John Roveto

No. 9, 4, 7
- Position: Placekicker

Personal information
- Born: February 20, 1958 (age 68) Fort Lauderdale, Florida, U.S.
- Listed height: 6 ft 0 in (1.83 m)
- Listed weight: 180 lb (82 kg)

Career information
- High school: Spring (TX)
- College: Louisiana
- NFL draft: 1980: undrafted

Career history
- Dallas Cowboys (1980)*; Tampa Bay Buccaneers (1981)*; Chicago Bears (1981–1982); Chicago Blitz (1983); New Jersey Generals (1983);
- * Offseason or practice squad member only

Career NFL statistics
- Field goals made: 14
- Field goal attempts: 31
- Field goal %: 45.2
- Longest field goal: 51
- Stats at Pro Football Reference

= John Roveto =

American football player (born 1958)

John Roveto (born February 20, 1958) is an American former professional football player who was a placekicker for the Chicago Bears of the National Football League (NFL) from 1981 to 1982. He played college football for the Louisiana Ragin' Cajuns. During his NFL career, he played in 18 games over two seasons with the Bears. He made just 45.2% of his field goals, missing 17 of 31 attempts over his career.

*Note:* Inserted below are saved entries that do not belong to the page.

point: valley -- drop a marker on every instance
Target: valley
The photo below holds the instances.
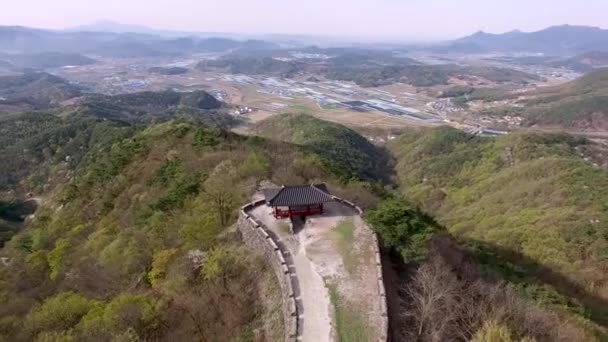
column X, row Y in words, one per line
column 447, row 192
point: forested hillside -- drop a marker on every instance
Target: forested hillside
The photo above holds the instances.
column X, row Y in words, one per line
column 153, row 107
column 535, row 201
column 345, row 151
column 133, row 237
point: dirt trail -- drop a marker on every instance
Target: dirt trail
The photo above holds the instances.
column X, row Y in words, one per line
column 317, row 261
column 315, row 318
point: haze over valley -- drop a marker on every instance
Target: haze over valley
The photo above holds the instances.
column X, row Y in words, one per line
column 220, row 180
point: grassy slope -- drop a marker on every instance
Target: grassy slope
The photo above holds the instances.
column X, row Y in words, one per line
column 347, row 152
column 532, row 195
column 136, row 204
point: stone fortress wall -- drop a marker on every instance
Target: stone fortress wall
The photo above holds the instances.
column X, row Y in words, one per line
column 256, row 236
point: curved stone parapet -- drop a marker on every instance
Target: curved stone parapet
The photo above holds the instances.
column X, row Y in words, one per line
column 255, row 235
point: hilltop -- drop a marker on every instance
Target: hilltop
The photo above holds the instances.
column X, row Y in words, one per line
column 151, row 107
column 534, row 200
column 553, row 40
column 34, row 91
column 134, row 240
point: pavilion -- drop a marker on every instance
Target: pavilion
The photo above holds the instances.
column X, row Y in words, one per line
column 301, row 200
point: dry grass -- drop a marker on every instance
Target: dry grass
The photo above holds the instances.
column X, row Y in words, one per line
column 351, row 326
column 344, row 237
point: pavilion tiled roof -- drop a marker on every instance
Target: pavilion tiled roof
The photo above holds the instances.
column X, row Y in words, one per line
column 291, row 196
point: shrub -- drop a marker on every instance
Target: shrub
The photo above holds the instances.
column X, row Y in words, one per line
column 59, row 313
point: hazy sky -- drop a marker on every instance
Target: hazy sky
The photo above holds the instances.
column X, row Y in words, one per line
column 370, row 18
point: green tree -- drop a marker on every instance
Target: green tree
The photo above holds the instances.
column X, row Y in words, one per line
column 402, row 228
column 57, row 257
column 59, row 313
column 220, row 188
column 160, row 264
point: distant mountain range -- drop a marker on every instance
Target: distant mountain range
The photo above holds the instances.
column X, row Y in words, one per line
column 565, row 39
column 20, row 40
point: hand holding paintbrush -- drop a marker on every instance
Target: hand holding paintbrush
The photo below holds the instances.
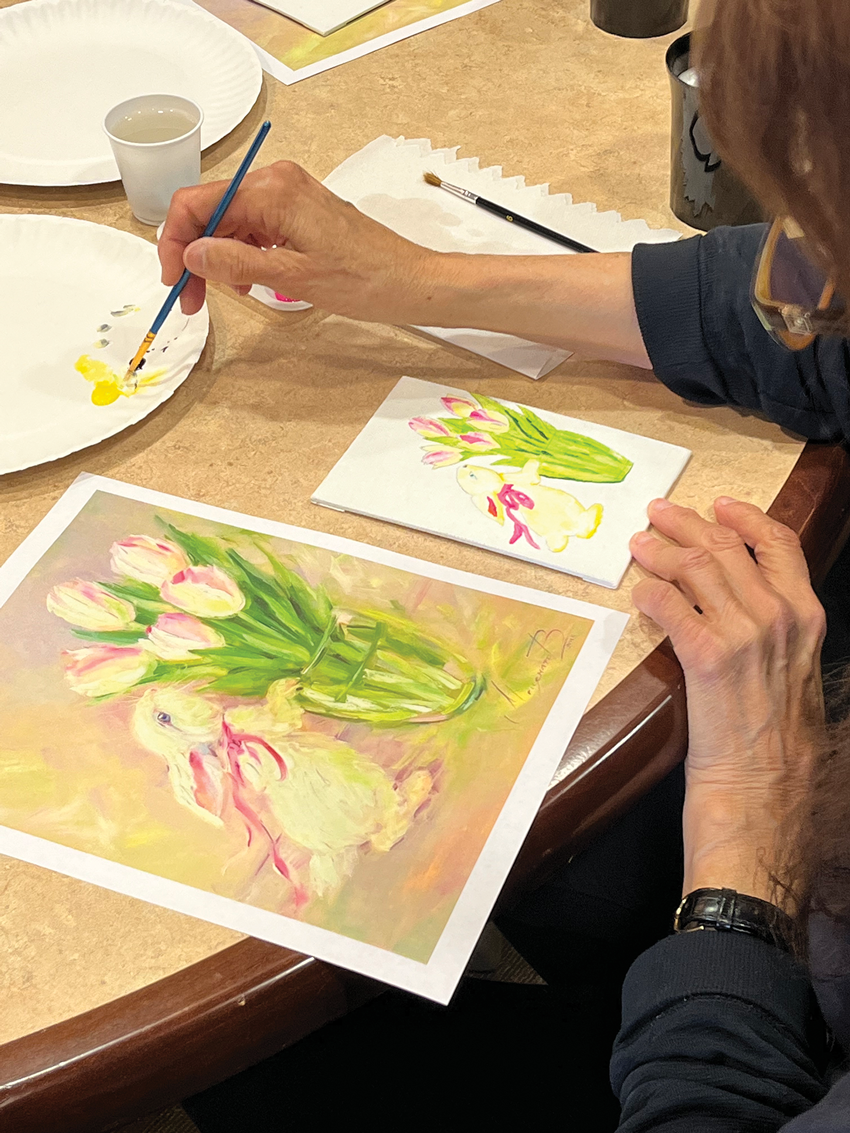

Ironically, Roveto was replaced in 1983 by the man he was hired to replace two seasons earlier, Bob Thomas.

== Poker ==
Roveto is an accomplished poker player who has earned more than $1.9 million in his career. His most notable finish was at the 2008 WPT World Championship, where he finished in third place and earned $923,355. In his final hand, Roveto went all-in pre-flop with pocket kings against eventual runner-up Gus Hansen, who had ace-10. Hansen completed a straight on the river to win the hand and eliminate Roveto.

Roveto most recently finished in the money at the 2024 WPT World Championship, finishing 139th and earning $29,500.